Tres años de trabajo

Como de costumbre, la restauración del ‘Número 57’ comenzó desmontando completamente el vehículo. El ‘torso’ restante se colocó en un baño químico para desoxidar y quitar la pintura que aún conservaba. Las piezas de carrocería que debían ser reemplazadas se tomaron de la carrocería de un Porsche 911 de 1965. Esto garantizaba que la composición, las características y la calidad de la chapa y el acero fueran lo más auténticas posible. Los ingenieros de carrocería separaron el vehículo "donante" en sus componentes individuales (vigas longitudinales, paneles verticales, interiores y exteriores…).

Los técnicos de carrocería moldearon y soldaron el acero y la chapa durante aproximadamente 12 meses. Luego vino la fase de pulido de precisión, que incluyó el montaje de acristalamientos, parachoques, manillas de puertas, antenas, faros y molduras… en el cuerpo aún sin pintar.

A la hora de aplicar las capas de pintura, los profesionales de restauración optaron por los modernos procesos de revestimiento y su protección superior contra la corrosión. Así, la carrocería del vehículo clásico se sumergió en el mismo revestimiento de inmersión catódica que se realiza en los 911 de hoy en día. Este proceso CDC se considera la mejor protección contra la oxidación actualmente disponible. Otra ventaja importante es que la película de pintura también forma una capa sellada óptima en cavidades y ángulos.

Eso sí, el color de pintura Red Signal 6407 original fue respetado. Y en lugar de la mezcla original de pinturas a base de disolventes, los especialistas desarrollaron pinturas a base de agua más respetuosas con el medio ambiente. De acuerdo con los planes originales para la aplicación de la pintura, la pintura roja también se cubrió en ciertas áreas, como los recortes de los accesorios, para evitar que el color se viera a través de los espacios.

Después llegó el turno de la restauración de toda la parte mecánica, así como del revestimiento interior. Y así, después de algunos ajustes finales, el más antiguo 911 conocido volvió a su nueva vida en el Museo Porsche en otoño de 2017.

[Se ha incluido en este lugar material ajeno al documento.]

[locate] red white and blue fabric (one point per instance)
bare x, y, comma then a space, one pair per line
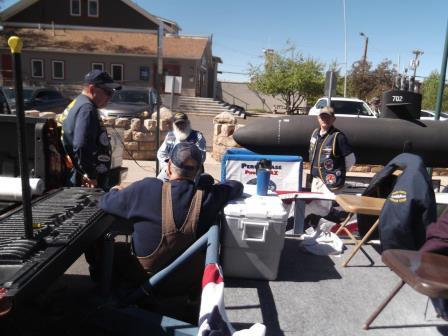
212, 316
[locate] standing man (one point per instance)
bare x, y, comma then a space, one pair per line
85, 137
182, 132
375, 106
330, 154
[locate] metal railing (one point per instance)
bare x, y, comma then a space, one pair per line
233, 97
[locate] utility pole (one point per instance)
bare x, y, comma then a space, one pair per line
366, 43
415, 62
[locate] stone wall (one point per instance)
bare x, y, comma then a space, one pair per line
224, 125
139, 135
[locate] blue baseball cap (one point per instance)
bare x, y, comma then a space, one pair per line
183, 152
101, 79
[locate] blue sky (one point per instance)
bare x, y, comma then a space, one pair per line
241, 29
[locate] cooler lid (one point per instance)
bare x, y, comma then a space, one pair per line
264, 207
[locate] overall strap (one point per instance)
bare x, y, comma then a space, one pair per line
168, 224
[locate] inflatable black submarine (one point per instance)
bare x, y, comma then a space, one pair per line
374, 140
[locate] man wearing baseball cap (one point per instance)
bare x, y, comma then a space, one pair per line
330, 154
167, 218
85, 138
182, 132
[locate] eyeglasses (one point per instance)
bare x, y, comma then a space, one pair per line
108, 92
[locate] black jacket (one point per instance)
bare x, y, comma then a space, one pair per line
410, 203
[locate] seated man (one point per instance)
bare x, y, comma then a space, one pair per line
182, 132
167, 217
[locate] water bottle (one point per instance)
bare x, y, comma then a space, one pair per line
263, 169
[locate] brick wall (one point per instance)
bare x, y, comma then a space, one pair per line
139, 135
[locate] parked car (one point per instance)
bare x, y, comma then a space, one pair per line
429, 115
129, 103
44, 99
344, 107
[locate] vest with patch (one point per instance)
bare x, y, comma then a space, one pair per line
331, 167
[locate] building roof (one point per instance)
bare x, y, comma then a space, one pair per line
106, 42
19, 6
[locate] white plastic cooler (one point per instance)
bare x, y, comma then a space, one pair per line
253, 237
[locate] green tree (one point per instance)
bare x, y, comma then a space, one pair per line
429, 91
365, 83
360, 81
334, 66
383, 77
288, 76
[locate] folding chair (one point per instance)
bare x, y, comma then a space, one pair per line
116, 311
425, 272
358, 205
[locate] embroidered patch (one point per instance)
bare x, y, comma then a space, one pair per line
329, 164
327, 150
399, 196
104, 139
103, 158
330, 179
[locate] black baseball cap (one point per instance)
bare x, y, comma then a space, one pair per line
180, 117
327, 110
183, 152
101, 79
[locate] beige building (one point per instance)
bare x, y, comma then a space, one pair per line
64, 39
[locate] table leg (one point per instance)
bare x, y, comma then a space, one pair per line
359, 245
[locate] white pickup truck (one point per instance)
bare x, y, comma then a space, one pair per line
345, 107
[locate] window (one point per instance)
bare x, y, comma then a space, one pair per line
37, 68
321, 103
144, 73
57, 69
75, 7
117, 71
92, 8
98, 66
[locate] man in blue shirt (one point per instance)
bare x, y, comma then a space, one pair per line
182, 132
85, 138
167, 217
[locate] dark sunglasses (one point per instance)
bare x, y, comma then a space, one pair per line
108, 92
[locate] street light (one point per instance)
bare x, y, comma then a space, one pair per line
366, 43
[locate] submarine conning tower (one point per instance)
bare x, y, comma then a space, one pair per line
401, 104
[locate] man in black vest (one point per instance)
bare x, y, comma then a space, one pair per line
85, 138
330, 154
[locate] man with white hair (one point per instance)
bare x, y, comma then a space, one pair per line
182, 132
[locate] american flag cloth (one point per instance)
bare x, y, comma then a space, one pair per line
213, 319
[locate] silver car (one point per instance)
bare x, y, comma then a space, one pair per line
128, 103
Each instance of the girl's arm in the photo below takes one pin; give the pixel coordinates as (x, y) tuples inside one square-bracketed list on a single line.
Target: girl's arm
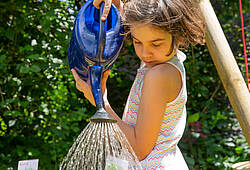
[(161, 85)]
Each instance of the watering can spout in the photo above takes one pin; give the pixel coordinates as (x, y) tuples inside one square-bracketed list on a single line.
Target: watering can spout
[(101, 115)]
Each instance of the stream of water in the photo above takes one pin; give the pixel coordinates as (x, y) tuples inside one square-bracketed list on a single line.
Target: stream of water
[(101, 146)]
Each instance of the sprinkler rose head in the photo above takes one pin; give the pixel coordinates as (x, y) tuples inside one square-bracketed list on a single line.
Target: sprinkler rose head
[(84, 43)]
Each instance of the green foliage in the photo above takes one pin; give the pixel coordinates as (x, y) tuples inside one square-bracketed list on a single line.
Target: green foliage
[(42, 113)]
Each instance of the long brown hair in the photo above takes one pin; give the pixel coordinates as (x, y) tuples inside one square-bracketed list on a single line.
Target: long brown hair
[(181, 18)]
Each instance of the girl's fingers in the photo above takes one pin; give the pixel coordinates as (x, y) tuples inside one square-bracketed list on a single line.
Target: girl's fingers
[(79, 87), (106, 75), (96, 3), (106, 9), (78, 80)]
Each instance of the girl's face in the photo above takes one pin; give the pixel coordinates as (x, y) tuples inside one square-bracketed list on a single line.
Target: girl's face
[(152, 44)]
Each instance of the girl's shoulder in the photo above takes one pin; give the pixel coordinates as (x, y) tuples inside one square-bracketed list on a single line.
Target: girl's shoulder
[(164, 77), (165, 71)]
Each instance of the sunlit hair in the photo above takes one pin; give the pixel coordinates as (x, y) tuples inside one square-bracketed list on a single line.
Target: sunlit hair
[(181, 18)]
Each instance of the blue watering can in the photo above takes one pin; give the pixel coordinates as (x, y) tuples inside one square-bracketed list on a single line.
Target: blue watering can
[(93, 48)]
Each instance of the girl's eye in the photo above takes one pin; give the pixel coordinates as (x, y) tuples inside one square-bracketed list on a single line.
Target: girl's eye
[(137, 42), (156, 45)]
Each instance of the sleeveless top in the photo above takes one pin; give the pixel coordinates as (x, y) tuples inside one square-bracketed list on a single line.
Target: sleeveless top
[(165, 154)]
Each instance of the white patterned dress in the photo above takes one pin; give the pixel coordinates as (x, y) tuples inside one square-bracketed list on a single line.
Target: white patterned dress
[(165, 154)]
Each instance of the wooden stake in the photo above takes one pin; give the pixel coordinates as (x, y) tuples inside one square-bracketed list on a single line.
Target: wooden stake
[(227, 68)]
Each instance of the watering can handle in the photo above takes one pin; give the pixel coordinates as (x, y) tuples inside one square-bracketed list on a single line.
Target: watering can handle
[(95, 71), (101, 36)]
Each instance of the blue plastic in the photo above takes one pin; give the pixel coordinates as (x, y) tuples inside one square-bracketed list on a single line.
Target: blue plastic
[(84, 43), (95, 81)]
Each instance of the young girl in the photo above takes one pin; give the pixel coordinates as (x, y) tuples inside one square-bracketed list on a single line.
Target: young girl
[(155, 115)]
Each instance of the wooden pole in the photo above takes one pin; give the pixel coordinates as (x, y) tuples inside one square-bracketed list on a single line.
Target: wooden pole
[(227, 67)]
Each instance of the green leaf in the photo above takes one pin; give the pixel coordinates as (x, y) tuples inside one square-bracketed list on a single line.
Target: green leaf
[(238, 150), (12, 113), (10, 34), (35, 68), (2, 58), (24, 69), (34, 56), (193, 118)]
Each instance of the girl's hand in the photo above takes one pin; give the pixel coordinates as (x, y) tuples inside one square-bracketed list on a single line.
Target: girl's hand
[(85, 87), (107, 6)]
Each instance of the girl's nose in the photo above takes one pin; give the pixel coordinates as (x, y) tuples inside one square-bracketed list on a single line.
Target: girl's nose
[(146, 54)]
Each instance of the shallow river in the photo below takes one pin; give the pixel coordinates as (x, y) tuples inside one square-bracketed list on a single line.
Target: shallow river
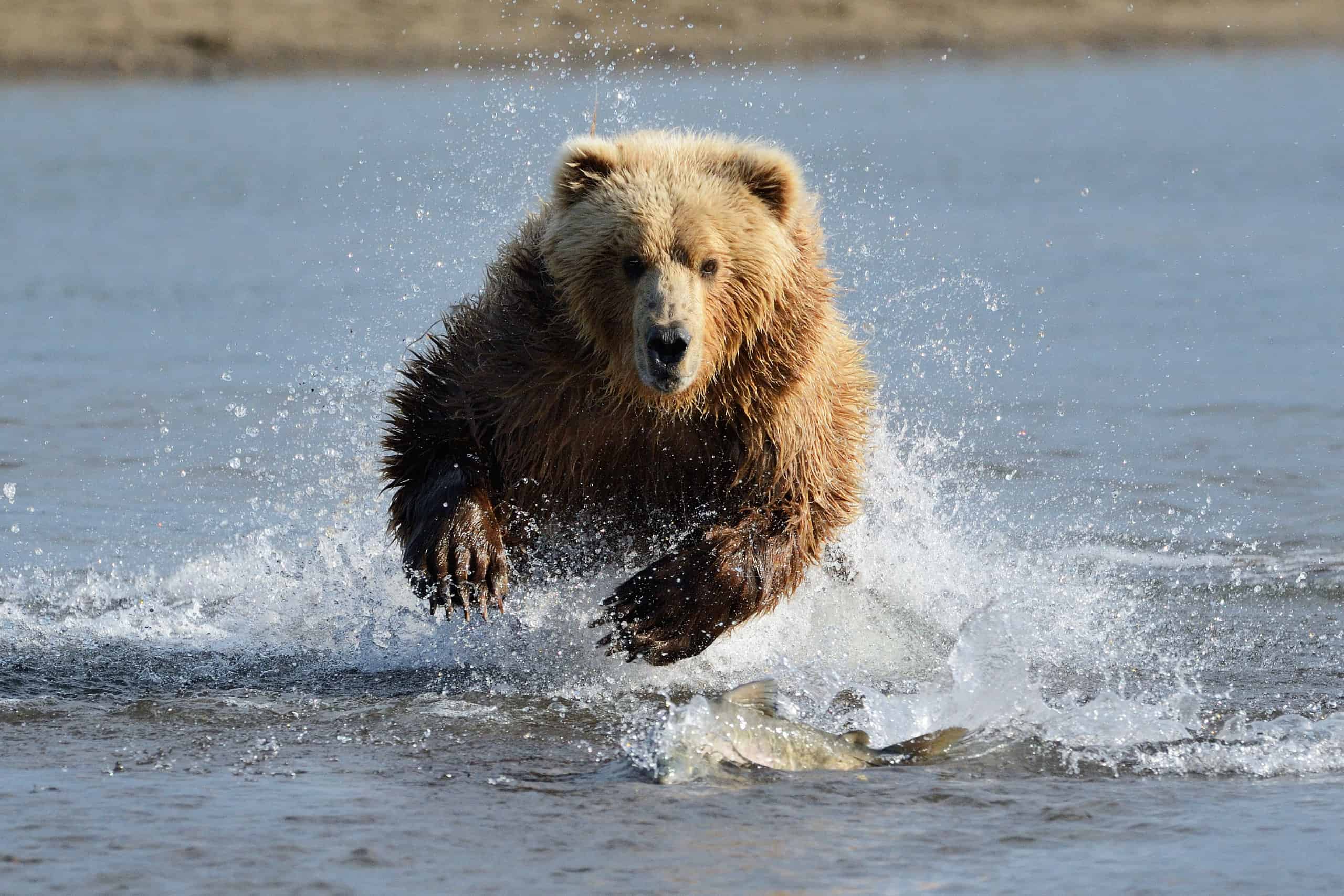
[(1104, 522)]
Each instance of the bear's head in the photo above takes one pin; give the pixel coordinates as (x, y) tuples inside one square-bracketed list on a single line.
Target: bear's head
[(671, 253)]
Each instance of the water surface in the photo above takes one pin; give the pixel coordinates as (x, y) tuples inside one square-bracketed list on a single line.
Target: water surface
[(1104, 518)]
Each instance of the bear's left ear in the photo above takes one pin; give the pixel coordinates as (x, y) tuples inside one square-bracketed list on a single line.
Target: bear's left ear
[(772, 176), (585, 163)]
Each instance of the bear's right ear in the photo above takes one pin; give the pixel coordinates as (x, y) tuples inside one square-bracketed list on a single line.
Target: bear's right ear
[(585, 163)]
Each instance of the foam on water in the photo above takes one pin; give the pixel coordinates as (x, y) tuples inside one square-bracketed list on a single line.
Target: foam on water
[(925, 610)]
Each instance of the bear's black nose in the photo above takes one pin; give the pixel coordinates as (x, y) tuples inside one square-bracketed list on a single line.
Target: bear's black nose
[(668, 344)]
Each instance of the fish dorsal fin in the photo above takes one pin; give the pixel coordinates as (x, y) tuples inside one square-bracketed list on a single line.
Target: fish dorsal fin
[(927, 746), (857, 736), (762, 696)]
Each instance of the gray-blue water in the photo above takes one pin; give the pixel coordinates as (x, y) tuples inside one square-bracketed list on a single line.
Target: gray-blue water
[(1104, 529)]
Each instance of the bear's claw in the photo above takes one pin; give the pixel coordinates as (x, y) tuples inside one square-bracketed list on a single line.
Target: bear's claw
[(467, 561)]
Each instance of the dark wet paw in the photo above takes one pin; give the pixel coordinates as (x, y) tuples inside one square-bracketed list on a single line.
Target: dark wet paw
[(466, 563), (656, 616)]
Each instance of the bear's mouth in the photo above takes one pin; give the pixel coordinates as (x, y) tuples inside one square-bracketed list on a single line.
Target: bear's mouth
[(668, 382)]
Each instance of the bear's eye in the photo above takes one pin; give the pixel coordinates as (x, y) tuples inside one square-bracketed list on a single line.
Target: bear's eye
[(634, 268)]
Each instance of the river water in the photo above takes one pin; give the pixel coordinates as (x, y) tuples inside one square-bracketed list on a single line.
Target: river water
[(1104, 522)]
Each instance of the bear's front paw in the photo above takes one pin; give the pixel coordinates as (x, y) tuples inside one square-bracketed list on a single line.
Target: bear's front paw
[(466, 562), (664, 613)]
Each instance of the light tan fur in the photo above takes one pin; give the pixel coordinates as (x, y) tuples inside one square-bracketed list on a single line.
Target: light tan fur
[(531, 405)]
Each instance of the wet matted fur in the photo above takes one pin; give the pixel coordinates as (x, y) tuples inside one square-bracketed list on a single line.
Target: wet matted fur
[(530, 406)]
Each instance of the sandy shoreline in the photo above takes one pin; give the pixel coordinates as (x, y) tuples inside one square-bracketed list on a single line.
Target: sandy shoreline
[(190, 38)]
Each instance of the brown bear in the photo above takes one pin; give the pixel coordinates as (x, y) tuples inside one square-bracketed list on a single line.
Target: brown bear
[(659, 343)]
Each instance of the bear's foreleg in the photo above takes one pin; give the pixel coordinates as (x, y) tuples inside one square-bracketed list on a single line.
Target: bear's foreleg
[(679, 605)]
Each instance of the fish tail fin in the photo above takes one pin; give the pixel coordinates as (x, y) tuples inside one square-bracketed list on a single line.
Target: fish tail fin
[(927, 746), (762, 696)]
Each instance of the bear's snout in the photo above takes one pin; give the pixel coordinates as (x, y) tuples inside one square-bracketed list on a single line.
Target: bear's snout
[(667, 347)]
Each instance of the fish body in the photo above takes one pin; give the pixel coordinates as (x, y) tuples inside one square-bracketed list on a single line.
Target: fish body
[(741, 729)]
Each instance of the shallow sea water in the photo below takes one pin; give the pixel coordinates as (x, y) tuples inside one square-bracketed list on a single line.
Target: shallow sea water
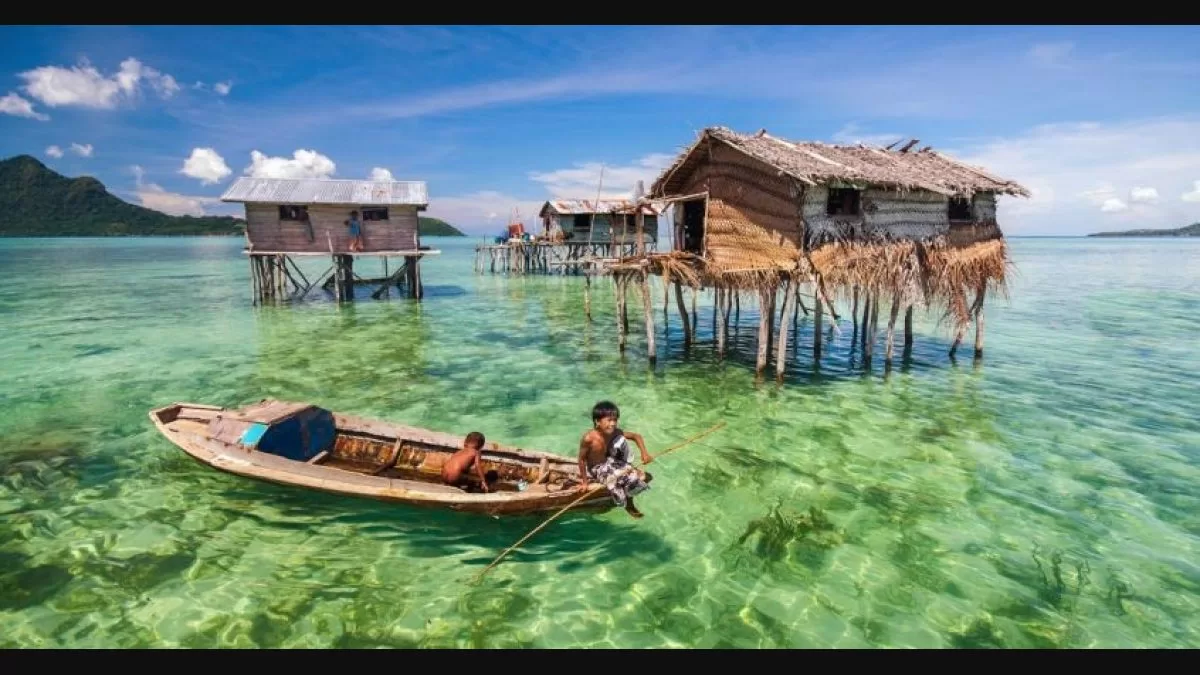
[(1045, 496)]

El 911 que nació como un 901

Porsche presentó al sucesor del 356 en el Salón del Automóvil de Frankfurt de 1963. Lo llamó 901. Pero poco después de iniciar su producción, Peugeot presentó una reclamación contra la marca alemana, ya que la casa francesa tenía registrada una denominación para sus vehículos con tres cifras que incluían un 0 en el centro.

Esto obligó a Porsche a cambiar el nombre de su recién nacido por el de 911. Así, los vehículos fabricados hasta ese momento lo fueron bajo el nombre de 901, aunque luego fueron vendidos como 911. Porsche no contaba con ninguna de esas primeras unidades por lo que el hallazgo del ‘Número 57’, su restauración y su inclusión en los fondos del Museo Porsche ha sido un hito que la marca llevaba casi medio siglo esperando.